What is DNS?
DNS(Domain Name Service) is a service that runs on all of our computers. DNS converts the domain names to the allocated IP addresses sp the browsers can connect to internet resources. We actually access websites or web applications through domain names, for example, facebook.com, twitter.com, etc.
All the devices connected to the Internet has a unique IP address. These addresses get used to finding the device or the server over the Internet. DNS servers memorize the specified IP address allocated to specific domain names. This eliminates our need to specify the IP address of a specific server or a device in order to access it.
How DNS works?
DNS resolution is converting the domain name such as example.com into an IP address that a computer would understand. For example, 192.168.1.1, 84.49.21.10, etc. When a user types the URL into the web browser, the translation occurs and the server gets located. The DNS works in the background and has nothing to do with the user’s interaction.
Suppose from your computer you want to access google.com. Your computer doesn’t know where the server is. All it knows is the domain name you have put in the URL of your browser. Then the computer will access the ISP (Internet Service Provider) for accessing google.com. Now, the ISP server has some cached stuff that we can look up. Because if someone is been to google.com lately then that server will know the IP address and send the information back to us. But let us assume that it doesn’t have cached up google.com.
So now, the DNS query goes to the recursive DNS resolver. This is basically a server that responds to the recursive requests from the client to track down the DNS records. This recursive meaning it makes a series of requests until it finds the authoritative DNS server. This server holds actual DNS records. In recursive DNS server doesn’t always have to make recursive requests in order to find the authoritative DNS server. The reason for this is caching. It is a data persistence step that caches the previous requests in DNS lookup.
DNS Cache Poisoning
DNS cache poisoning is essentially a flow in DNS where an attacker could inject a malicious IP address into a name server. The attacker could change the destination IP address for different name servers. Suppose if the recursive server sends a request with 1000 as its ID. While this request is going out with this ID, an attacker has an opportunity to send back a different response with a query ID of 1000 to a different server. This server might have malware or some other malicious content to gather sensitive information. Now what happens is this attacking machine or server sends a stream of multiple responses to the request with an ID of 1000. For example, if the name server is google.com but the attacker machine sends a response that says it’s google.com.

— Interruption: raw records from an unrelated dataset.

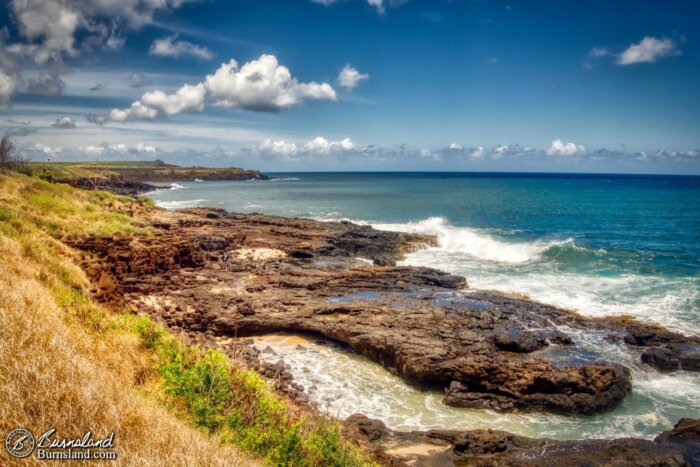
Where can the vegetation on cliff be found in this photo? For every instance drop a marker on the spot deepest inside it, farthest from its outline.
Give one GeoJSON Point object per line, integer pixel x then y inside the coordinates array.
{"type": "Point", "coordinates": [70, 364]}
{"type": "Point", "coordinates": [135, 171]}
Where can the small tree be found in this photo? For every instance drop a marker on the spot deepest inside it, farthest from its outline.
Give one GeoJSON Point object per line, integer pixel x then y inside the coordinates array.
{"type": "Point", "coordinates": [9, 158]}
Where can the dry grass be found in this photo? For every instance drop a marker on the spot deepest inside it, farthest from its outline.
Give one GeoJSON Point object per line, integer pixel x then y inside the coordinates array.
{"type": "Point", "coordinates": [65, 363]}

For this to work, the query ID should be correct. And also the response should be reached to the victim before the actual name server responds to the request. The recursive servers work on the principle that each ID is incremented after a certain request is processed. So for example, if the request ID is 1000 then the next request ID is 1001, 1002, and so on. The attacker uses this principle and spams multiple responses to the request and the requests which follow after that. So not only the response of a specific name server is changed. But also it is cached in the ISP server or the recursive DNS server which is going to be valid for 20 days.
Post Exploitation
After the malicious response, the IP address is sent back to the victim. The attacker can do several things in order to hack the victim. For example, sending malware that gives a reverse shell or a backdoor to the attacking computer. Or hosting a web application login screen and sniff the credentials on the attacking server. And then redirect that request to the original web server. This attack is a classic phishing attack. The attacker can also serve the victim ransomware or a botnet.
To mitigate this attack, the DNS servers have randomized the request IDs and also the source ports in which we get back a response.